The walls were of red brick, and the date on the cisterns 1669, the date of the creation of the earldom of Carlisle.
In its later days the house became notorious from its connection with Mrs. Cornelys, the daughter of an actor, who was born at Venice in 1723, and who, after a tarnished career in various Continental towns as a public singer, came to the King’s Theatre, London, to take part in one of Christoph Willibald Ritter von Gluck’s operas.
She took possession of Carlisle House, and projected a series of society entertainments, which proved a marvellous success.
Soho square was blocked with the coaches and chairs of her patrons.
In Taylor’s “Records of my Life” it is stated she had as many as 600 persons in her saloon at one time, at two guineas per head.
Foreign Ministers, many of the nobility, scions of royalty, flocked to her rooms.

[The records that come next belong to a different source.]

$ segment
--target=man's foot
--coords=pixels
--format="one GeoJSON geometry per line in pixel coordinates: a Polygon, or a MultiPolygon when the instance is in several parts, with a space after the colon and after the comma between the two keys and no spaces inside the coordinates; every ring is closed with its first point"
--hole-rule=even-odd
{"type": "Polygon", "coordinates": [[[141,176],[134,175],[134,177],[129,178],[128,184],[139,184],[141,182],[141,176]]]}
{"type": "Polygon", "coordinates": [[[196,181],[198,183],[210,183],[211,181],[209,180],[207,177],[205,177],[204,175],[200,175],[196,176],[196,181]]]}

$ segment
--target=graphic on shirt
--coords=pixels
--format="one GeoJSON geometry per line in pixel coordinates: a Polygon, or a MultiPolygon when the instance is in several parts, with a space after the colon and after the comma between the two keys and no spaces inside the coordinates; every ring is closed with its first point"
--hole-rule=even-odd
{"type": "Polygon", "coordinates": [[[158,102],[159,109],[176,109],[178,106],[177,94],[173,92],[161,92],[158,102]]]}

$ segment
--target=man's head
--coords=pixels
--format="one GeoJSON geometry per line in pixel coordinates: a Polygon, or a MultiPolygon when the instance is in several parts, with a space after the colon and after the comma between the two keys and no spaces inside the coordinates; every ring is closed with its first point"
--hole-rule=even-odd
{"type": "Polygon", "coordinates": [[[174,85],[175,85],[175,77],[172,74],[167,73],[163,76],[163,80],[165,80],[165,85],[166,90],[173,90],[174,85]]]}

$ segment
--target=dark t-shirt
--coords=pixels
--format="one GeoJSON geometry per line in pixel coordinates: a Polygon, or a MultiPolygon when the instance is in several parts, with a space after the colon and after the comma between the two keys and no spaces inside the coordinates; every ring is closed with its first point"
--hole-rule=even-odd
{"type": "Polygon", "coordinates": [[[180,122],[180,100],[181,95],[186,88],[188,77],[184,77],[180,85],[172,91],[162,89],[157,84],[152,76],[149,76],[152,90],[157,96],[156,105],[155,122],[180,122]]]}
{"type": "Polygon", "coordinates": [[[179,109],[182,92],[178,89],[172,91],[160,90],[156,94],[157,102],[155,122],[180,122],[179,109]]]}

She spent profusely and lavishly. The decorations were superb, the entertainments magnificent, in the ceremonious and rather affected style of the period.
In 1770 she was at the climax of prosperity.
“Galas, masquerades, and festivals, all equally splendid, succeeded one another throughout the season” (Clinch); but after her sky-rocket ascent came the fall: fickle Fashion deserted her, and finally the house and its contents were announced in the Gazette for sale.
The Pantheon had proved too formidable a rival.
In 1785 the property was in Chancery, and Mrs. Cornelys died in the Fleet Prison in 1797.